For a team of middle school teachers, letting go of the control in the classroom was the biggest challenge of engaging students in scientific practices.

"I was amazed! Never again will I doubt my student’s abilities to think at a higher level when given the opportunity."

"We had to trust that our students were going to learn. And learn they did! They learned how to work together to get the information they needed. They learned how to listen open-mindedly to others with different opinions. They learned how to ask each other deeper and more meaningful questions. They learned how to apply the scientific inquiry process with each other to the questions they asked. Lastly, our students learned the importance of achieving ethical and reliable results."

"We discovered that our students’ hard work and perseverance takes the place of lucky socks any day."

Chapter 11: Cigarette Smokers Conclude "Not in My Body!"

A rich and rigorous journey is shared by a high school teacher whose special needs students engaged in scientific practices to stretch their thinking. They realized their true potential to succeed in learning even when challenged with the most difficult content.

Though we cannot always assess the impact of the learning in the classroom that leads into the students’ real-life situations, this transfer of application is the ultimate goal and reward for students and teachers—the end achieved in these four scientific inquiries.

"Much to my pleasure, several of my high school students have even decided to make science a career choice. One young lady accepted into the STEM program at a local community college declared, 'The RIP science class made me want to work in the field of science.' There was an additional human reward resulting from the inquiry experience: two young ladies in the group quit smoking and a third student cut back on her cigarette consumption!"

Chapter 12: RIP®~ing Away Barriers to Science Education: Inquiry Through the Research Investigation Process

What is the impact on students and teachers when a scientific practices model of critical thinking and learning is introduced into two very disparate high schools in different geographic and demographic areas: one extremely advantaged and one extremely disadvantaged?

This chapter originally appeared in Exemplary Science in Grades 9-12 published in 2005 by the National Science Teachers Association (NSTA).

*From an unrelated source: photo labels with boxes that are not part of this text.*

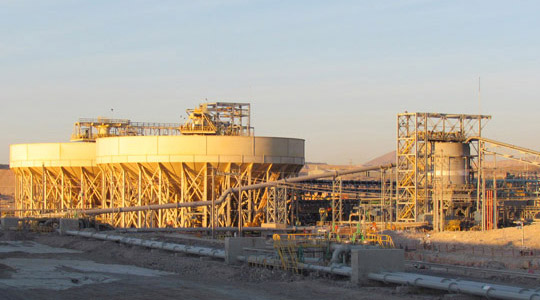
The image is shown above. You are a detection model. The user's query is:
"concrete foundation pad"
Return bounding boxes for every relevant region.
[59,219,79,234]
[351,249,405,284]
[225,237,266,264]
[0,217,19,230]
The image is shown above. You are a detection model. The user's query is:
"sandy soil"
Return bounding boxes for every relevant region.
[0,231,444,300]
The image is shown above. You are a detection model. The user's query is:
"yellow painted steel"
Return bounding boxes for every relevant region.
[10,136,304,228]
[96,136,304,227]
[10,143,101,217]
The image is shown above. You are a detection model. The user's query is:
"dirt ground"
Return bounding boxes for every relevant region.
[388,224,540,274]
[0,231,452,300]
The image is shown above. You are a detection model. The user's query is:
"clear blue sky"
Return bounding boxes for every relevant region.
[0,0,540,164]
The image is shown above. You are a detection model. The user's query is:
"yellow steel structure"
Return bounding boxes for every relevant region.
[10,143,102,216]
[10,103,304,228]
[96,136,304,227]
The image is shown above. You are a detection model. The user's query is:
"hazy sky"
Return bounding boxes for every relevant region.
[0,0,540,164]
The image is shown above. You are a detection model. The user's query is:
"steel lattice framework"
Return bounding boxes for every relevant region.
[396,112,491,222]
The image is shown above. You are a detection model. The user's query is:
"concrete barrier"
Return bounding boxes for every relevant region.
[351,249,405,284]
[225,237,266,264]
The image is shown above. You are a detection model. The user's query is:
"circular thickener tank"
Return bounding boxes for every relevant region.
[434,142,470,185]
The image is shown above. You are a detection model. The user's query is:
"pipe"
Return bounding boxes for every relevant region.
[237,255,352,276]
[368,272,540,300]
[65,230,225,259]
[216,164,396,209]
[65,230,540,300]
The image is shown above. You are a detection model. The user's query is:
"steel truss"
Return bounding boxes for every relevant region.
[396,112,491,222]
[15,167,102,217]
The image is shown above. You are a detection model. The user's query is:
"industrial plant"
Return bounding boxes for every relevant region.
[1,102,540,299]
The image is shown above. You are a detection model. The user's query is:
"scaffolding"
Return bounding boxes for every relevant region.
[180,102,253,136]
[71,117,180,142]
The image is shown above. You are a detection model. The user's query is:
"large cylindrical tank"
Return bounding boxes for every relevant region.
[9,143,101,217]
[434,142,470,185]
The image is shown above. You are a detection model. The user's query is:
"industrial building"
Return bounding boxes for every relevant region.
[10,102,304,228]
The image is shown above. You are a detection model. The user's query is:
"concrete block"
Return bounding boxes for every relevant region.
[225,237,266,264]
[351,249,405,284]
[0,217,19,230]
[59,219,79,234]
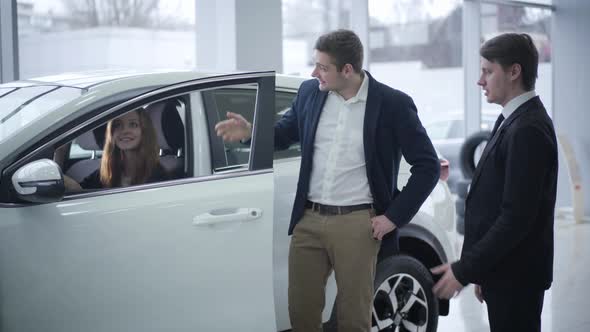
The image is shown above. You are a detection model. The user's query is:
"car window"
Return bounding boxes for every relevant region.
[274,91,301,160]
[0,86,82,142]
[447,120,465,138]
[203,87,301,169]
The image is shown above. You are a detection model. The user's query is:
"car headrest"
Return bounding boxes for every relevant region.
[76,130,102,151]
[145,99,184,152]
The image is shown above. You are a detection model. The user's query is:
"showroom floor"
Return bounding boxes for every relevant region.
[438,219,590,332]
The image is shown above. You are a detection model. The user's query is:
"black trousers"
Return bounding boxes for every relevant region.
[482,287,545,332]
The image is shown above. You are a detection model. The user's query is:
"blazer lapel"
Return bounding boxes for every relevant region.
[466,97,539,199]
[305,90,328,151]
[363,71,383,163]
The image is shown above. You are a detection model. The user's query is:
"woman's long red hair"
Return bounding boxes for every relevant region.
[100,109,160,188]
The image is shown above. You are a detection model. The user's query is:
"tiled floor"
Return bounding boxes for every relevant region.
[438,219,590,332]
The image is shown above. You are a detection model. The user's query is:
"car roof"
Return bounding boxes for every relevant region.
[0,70,305,90]
[0,70,305,161]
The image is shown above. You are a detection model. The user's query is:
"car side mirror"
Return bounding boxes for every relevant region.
[12,159,66,203]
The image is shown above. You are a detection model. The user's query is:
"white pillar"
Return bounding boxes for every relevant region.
[556,0,590,221]
[195,0,283,72]
[0,0,18,83]
[463,1,481,137]
[350,0,370,70]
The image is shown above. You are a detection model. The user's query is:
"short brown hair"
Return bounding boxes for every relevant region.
[314,29,363,73]
[479,33,539,91]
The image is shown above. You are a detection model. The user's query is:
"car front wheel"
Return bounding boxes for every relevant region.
[371,255,438,332]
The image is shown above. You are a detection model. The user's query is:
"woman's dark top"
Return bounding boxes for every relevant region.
[80,164,171,189]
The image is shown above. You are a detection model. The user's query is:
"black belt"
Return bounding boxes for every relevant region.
[305,201,373,215]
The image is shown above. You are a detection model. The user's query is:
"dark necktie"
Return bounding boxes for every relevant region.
[490,114,504,140]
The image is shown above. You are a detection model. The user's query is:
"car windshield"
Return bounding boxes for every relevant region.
[0,85,84,142]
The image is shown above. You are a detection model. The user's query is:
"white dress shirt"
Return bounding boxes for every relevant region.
[308,73,373,206]
[498,90,537,129]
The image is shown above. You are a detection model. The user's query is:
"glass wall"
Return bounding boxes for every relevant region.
[282,0,352,77]
[481,4,553,118]
[369,0,463,140]
[17,0,196,79]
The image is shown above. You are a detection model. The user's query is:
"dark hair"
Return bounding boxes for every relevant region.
[314,29,363,73]
[479,33,539,91]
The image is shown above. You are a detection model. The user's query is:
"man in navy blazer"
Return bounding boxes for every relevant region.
[216,30,440,332]
[433,33,558,332]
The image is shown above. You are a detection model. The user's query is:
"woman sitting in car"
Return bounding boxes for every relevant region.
[64,109,170,191]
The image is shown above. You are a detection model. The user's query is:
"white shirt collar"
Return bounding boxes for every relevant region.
[502,90,537,119]
[330,70,369,104]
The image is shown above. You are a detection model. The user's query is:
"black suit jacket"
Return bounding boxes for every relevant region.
[275,72,440,252]
[452,97,557,289]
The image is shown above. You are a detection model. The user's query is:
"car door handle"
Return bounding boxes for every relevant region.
[193,208,262,226]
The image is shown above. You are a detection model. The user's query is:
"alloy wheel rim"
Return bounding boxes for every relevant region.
[371,273,428,332]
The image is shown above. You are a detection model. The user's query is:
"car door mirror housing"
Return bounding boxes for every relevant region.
[12,159,65,203]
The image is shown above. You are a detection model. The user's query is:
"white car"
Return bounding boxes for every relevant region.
[0,72,455,332]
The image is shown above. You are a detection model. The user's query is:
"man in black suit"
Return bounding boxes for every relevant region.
[433,33,557,332]
[216,30,440,332]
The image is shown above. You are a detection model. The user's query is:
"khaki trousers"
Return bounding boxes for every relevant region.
[289,209,380,332]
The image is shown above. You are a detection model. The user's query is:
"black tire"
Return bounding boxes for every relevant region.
[459,130,491,179]
[372,255,438,332]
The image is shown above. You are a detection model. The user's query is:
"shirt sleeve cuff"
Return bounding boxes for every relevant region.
[451,261,469,286]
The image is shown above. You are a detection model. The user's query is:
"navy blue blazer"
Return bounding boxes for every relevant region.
[275,72,440,247]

This new expanded version includes the unabridged results section.

Chapter 13: Impact of Instruction Through Scientific Inquiry Using the RIP® Model

"'What It Means to Learn Science’ in the new Framework for K-12 Science Education specifies the four strands of proficiency defined in Taking Science to School (National Research Council, 2007; 2012, p. 254). They are ‘1) knowing, using, and interpreting scientific explanations of the natural world; 2) generating and evaluating scientific evidence and explanations; 3) understanding the nature and development of scientific knowledge; and 4) participating productively in scientific practices and discourse.'"

"The Framework states, ‘Engagement in the scientific and engineering practices and the undertaking of sustained investigations related to the core ideas and crosscutting concepts provide the strategies by which the four strands can be developed together in instruction. The expectation is that students generate and interpret evidence and develop explanations of the natural world through sustained investigations’ (National Research Council, 2012, p. 255)."

"It is my hope that the experiences that the authors in this book share provide valuable suggestions and solutions for teachers across the nation to begin to make the adjustments necessary for them to be able to utilize scientific inquiry as a general instructional tool for addressing the Next Generation Science Standards, STEM, and learning in all other content areas. Application of the national standard’s More Emphasis conditions and scientific inquiry that focuses on content that is interesting and relevant to the students sets the stage for rigorous curriculum and provides empowerment for all students to grow as full and open inquirers."